Harsh suspension trailers are very hard on the Wing's fatigue sensitive aluminum alloy rear frame loops. What has been said in the threads above is correct about the hitch needing to be tied into the frame directly.

There are things you can tell about a trailer's suspension by simply pushing down on it. If it is like pushing on a brick, that should be self evident.

If it moves only an inch or so with quite a bit of force, then it is not very compliant, and will respond adversely to large bumps.

If the wheel moves forward when you push down on the trailer, it will be harsh in its response to bumps, because it is attacking the bump rather than retreating from it. Ideally it will move back when you push down.

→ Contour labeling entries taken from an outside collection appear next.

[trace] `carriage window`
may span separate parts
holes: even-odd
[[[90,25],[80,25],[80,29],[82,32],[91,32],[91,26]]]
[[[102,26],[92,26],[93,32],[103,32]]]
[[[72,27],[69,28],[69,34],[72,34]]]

If you can have a prospective trailer empty and attached to a bike that will not fall off the stand, first pull up on the trailer to see that even empty it is not at the top of its suspension. It should come up amost an inch from its empty static position so that it can go over ripple in the road empty without the wheel coming off the pavement and loosing traction. Next, step into the trailer and notice how far the suspension compresses. If it moves down a couple of inces and will go down father when you bounce in it, it is fairly compliant. If you can't get in the trailer, how hard is it going to be to load?

Your Wing has over 4 inches of travel in the rear suspension, and so should your trailer. Ideally, your trailer will have variable rate springs so that you do not have to adjust it when changing from empty to fully loaded.

The suspension technology, or lack of it, will not only impact the ride of the contents of the trailer, but more importantly, the stresses on your bike's rear frame.

There are many other features of a trailer to consider, including loading ease, durability, and the biggest one for long distance traveling, aerodynamic drag. Drag is not much of a factor for short slow trips. But, if you plan to do several hundred miles a day at Interstate Highway speeds, then elimination of drag is most important.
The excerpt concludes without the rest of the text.